The True Costs of Renewables: Wind power cost-reduction potential and learning curves
The International Renewable Energy Agency (IRENA) held a workshop to consult with its member countries about data collection and analysis to fully capture the trend of falling costs for wind power. Onshore wind power is now one of the most competitive renewable power generation options available. This is due to a combination of technology improvements that have raised capacity factors, coupled with falling wind turbine prices. Onshore wind, where good resources exist, can now compete with fossil-fuel-fired baseload plants.
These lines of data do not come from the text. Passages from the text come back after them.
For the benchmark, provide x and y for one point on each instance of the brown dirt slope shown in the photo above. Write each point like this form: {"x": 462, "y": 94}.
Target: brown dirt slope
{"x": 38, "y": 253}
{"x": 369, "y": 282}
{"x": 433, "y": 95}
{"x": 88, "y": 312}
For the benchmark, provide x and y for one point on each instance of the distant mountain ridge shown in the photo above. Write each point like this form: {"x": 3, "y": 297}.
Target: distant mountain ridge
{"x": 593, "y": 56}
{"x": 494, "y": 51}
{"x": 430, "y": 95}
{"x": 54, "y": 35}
To date, the reduction in onshore wind power costs has not been well documented in analysis available to policy makers. The latest analysis dates back to the mid-2000s and does not capture the trends after the wind turbine price peak of 2009. This analysis gap makes it difficult to realistically analyse the competitiveness of onshore wind technology today or future cost reduction potential.
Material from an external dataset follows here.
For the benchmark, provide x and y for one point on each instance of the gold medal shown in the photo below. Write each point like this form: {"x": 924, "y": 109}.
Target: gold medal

In response to this gap, IRENA is working to provide a comprehensive update of the “learning curve” for wind, in order to identify average cost reductions for every doubling in cumulative installed capacity. In addition, IRENA’s new analysis will divide reductions in the levelised cost of electricity (LCOE) from wind into technology, wind turbine and balance-of-system cost contributions, giving significant new insights to policy makers.
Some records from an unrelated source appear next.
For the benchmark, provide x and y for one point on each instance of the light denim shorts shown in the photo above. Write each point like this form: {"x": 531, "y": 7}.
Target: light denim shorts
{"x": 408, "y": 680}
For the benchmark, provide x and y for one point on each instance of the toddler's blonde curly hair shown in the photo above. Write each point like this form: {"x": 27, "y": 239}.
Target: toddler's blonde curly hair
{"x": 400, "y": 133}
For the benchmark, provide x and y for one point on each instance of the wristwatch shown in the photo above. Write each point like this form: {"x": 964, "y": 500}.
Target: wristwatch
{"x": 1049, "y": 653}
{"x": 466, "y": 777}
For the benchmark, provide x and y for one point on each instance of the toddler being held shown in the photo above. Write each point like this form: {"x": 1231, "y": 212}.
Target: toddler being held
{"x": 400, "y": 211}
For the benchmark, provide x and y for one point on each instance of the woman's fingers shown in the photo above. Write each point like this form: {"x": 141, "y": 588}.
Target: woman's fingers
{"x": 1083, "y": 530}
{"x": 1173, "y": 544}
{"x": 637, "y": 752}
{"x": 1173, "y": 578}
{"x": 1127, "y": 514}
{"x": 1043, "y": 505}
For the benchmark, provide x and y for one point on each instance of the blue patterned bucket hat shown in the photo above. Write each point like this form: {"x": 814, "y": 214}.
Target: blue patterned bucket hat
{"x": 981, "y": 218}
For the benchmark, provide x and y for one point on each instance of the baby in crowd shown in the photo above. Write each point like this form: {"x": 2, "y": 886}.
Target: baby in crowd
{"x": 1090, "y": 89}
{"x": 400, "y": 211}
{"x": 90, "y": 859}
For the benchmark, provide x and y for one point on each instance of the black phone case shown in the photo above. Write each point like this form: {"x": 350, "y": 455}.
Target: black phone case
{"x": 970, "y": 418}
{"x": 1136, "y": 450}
The analysis is designed to:
- Provide policy makers with evidence about the declines in electricity costs of wind over time.
- Provide policy makers with sound evidence on the competitiveness of onshore wind today by updating the learning curve analysis of wind turbines and installed wind farm costs with additional analysis on the LCOE of wind.
- Inform policy makers of future cost reduction potential by explaining which drivers (e.g., wind turbine prices, technology improvements, balance-of-system costs, etc.) have contributed the most to the reduction in the LCOE of wind over time.